Image courtesy of Sirio

Sirio (Ma’anshan, China) is building a 240,000 square-meter smart factory that offers the manufacturer and clients real-time production parameters and machine learning for continual process optimization. The factory is equipped with Internet of Things (IoT)-enabled automated processes and monitoring, intelligent distribution robotics, and Artificial intelligence (AI), and it is designed to optimize manpower, materials, and financial resources.
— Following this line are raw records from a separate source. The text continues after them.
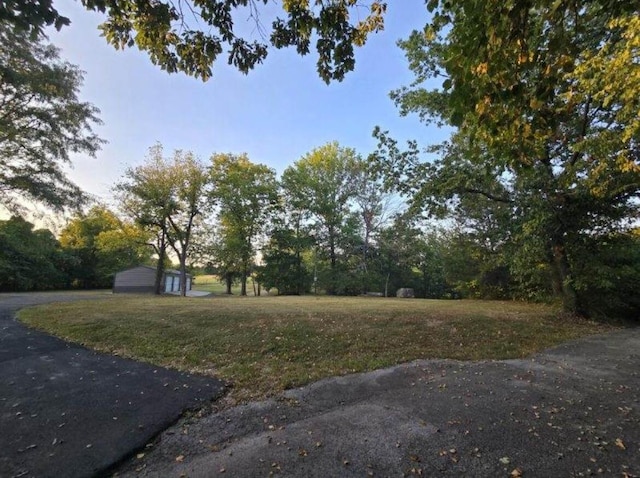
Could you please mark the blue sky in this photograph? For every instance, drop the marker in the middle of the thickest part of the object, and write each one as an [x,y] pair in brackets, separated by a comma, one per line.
[276,114]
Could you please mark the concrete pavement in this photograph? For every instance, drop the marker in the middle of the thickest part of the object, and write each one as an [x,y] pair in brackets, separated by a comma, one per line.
[570,411]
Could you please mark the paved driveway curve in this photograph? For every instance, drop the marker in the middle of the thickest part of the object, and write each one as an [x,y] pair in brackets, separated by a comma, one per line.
[570,411]
[66,411]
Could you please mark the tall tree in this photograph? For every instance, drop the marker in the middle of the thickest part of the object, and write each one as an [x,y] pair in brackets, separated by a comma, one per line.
[146,194]
[42,122]
[103,245]
[245,194]
[532,134]
[192,181]
[190,36]
[166,195]
[323,182]
[30,259]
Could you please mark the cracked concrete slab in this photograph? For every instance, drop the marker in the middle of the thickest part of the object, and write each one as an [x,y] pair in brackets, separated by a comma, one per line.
[571,411]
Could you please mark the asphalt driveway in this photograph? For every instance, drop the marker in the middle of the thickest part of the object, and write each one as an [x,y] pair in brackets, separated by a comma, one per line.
[66,411]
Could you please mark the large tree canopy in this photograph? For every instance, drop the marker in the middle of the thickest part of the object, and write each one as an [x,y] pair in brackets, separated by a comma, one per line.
[42,122]
[189,35]
[544,98]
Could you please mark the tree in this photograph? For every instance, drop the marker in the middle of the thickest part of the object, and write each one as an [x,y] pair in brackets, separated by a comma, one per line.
[191,180]
[42,122]
[323,182]
[245,194]
[30,259]
[103,245]
[189,36]
[165,196]
[531,133]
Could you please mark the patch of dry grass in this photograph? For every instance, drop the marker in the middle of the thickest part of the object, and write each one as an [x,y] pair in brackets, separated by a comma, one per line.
[264,345]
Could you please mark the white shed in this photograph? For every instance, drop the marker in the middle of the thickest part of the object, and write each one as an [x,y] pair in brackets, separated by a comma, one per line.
[141,280]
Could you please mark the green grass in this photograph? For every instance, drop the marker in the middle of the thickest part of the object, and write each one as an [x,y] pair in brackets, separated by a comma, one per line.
[264,345]
[212,283]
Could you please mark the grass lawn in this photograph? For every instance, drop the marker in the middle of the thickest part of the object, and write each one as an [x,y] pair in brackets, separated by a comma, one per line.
[264,345]
[212,283]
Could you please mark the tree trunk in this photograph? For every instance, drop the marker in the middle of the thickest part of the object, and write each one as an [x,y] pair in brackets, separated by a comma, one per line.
[183,272]
[562,274]
[162,249]
[331,290]
[243,282]
[228,278]
[386,285]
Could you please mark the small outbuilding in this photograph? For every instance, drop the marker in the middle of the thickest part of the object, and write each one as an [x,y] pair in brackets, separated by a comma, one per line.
[141,280]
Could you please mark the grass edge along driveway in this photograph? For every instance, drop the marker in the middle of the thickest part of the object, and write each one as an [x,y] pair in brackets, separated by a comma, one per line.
[264,345]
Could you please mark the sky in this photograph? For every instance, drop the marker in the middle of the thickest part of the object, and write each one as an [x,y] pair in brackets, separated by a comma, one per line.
[276,114]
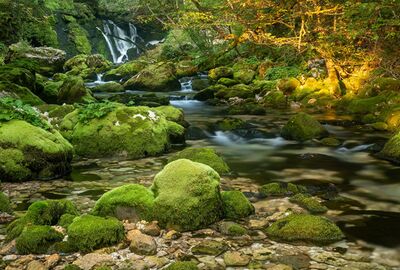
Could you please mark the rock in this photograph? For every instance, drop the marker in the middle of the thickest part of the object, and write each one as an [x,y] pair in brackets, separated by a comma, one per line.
[91,260]
[131,132]
[37,239]
[42,155]
[73,90]
[156,77]
[236,205]
[131,202]
[231,228]
[235,258]
[142,244]
[88,232]
[306,228]
[303,127]
[210,247]
[152,229]
[187,196]
[36,265]
[182,266]
[206,156]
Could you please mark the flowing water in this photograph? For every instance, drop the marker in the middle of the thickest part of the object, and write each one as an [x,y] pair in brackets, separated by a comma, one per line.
[370,206]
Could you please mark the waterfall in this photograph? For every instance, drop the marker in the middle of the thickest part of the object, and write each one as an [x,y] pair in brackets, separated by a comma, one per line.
[119,41]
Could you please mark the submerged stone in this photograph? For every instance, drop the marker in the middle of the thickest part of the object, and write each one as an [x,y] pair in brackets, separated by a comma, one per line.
[305,228]
[206,156]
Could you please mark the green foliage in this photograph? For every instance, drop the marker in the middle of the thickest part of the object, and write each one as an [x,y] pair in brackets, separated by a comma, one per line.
[88,233]
[16,109]
[37,239]
[95,110]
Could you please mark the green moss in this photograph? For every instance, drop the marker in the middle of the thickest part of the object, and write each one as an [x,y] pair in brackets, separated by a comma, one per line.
[206,156]
[37,239]
[88,233]
[187,195]
[309,203]
[305,228]
[281,189]
[303,127]
[133,202]
[236,205]
[5,205]
[183,266]
[46,212]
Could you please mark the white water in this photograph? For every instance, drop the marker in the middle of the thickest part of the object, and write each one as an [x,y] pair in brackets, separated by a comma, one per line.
[119,41]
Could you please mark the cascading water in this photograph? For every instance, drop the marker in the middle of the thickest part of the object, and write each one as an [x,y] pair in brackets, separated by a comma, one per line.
[119,42]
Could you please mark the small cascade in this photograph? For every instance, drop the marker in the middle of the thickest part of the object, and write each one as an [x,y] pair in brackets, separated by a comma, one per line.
[119,41]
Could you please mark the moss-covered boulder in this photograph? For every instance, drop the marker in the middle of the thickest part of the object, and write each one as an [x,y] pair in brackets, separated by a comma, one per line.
[47,212]
[107,129]
[156,77]
[206,156]
[220,72]
[130,202]
[303,127]
[5,205]
[187,196]
[305,228]
[73,90]
[236,205]
[41,155]
[37,239]
[281,189]
[88,233]
[391,150]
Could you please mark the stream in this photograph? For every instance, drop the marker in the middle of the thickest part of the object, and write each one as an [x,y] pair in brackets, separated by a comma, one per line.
[258,155]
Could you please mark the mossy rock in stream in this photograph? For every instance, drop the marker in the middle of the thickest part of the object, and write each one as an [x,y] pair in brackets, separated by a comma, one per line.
[236,205]
[305,228]
[187,196]
[48,212]
[88,233]
[99,130]
[129,202]
[5,205]
[37,239]
[303,127]
[206,156]
[41,155]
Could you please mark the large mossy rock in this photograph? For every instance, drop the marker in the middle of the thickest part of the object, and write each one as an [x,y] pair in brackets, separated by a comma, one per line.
[391,150]
[305,228]
[29,152]
[47,212]
[130,202]
[157,77]
[187,196]
[73,90]
[206,156]
[87,233]
[303,127]
[133,132]
[37,239]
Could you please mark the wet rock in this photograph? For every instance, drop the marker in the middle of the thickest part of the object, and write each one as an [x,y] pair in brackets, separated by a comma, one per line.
[141,244]
[235,258]
[210,247]
[91,260]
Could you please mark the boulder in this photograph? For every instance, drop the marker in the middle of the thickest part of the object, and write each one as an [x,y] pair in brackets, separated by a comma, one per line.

“Rather than build a conventional factory setup, we have taken a lead in the nutraceutical industry to look ahead at how quality, manufacturing and logistics can be augmented by connected technologies,” said Rui Yang, CSO at Sirio, in a press release. “Our new smart factory, using IoT and AI, ensures an unmatched level of process control, with intelligent energy consumption and far greater logistical efficiencies.”

Due to the factory’s efficiency, it significantly improves energy efficiency and reduces waste. For example, new pallet robots—automated guided vehicles (AVGs)—perform a number of functions including intelligent production scheduling. They are self-charging and fitted with collision-avoidance technology, overcoming existing difficulties associated with manual control of warehouse logistics. In turn, logistical costs are lowered by improved storage density. 

The IoT and other equipment monitoring technologies reduce human error and reduce some manual intervention on the production line, while smart management systems enable control orders and schedules in response to unforeseen changes in manufacturing processes and update cost changes of labor and materials accordingly.

“What this technology also enables is enhanced deliverability for smaller production runs for partners, which something many nutraceutical CDMOs would be unable to accommodate,” Yang said. “It means we can better adapt and flexibly support smaller volumes of products and deliver them expeditiously to customers – or alternatively quickly scale up. We are several years ahead of our competitors but intelligent production management is the future of nutraceutical manufacturing.”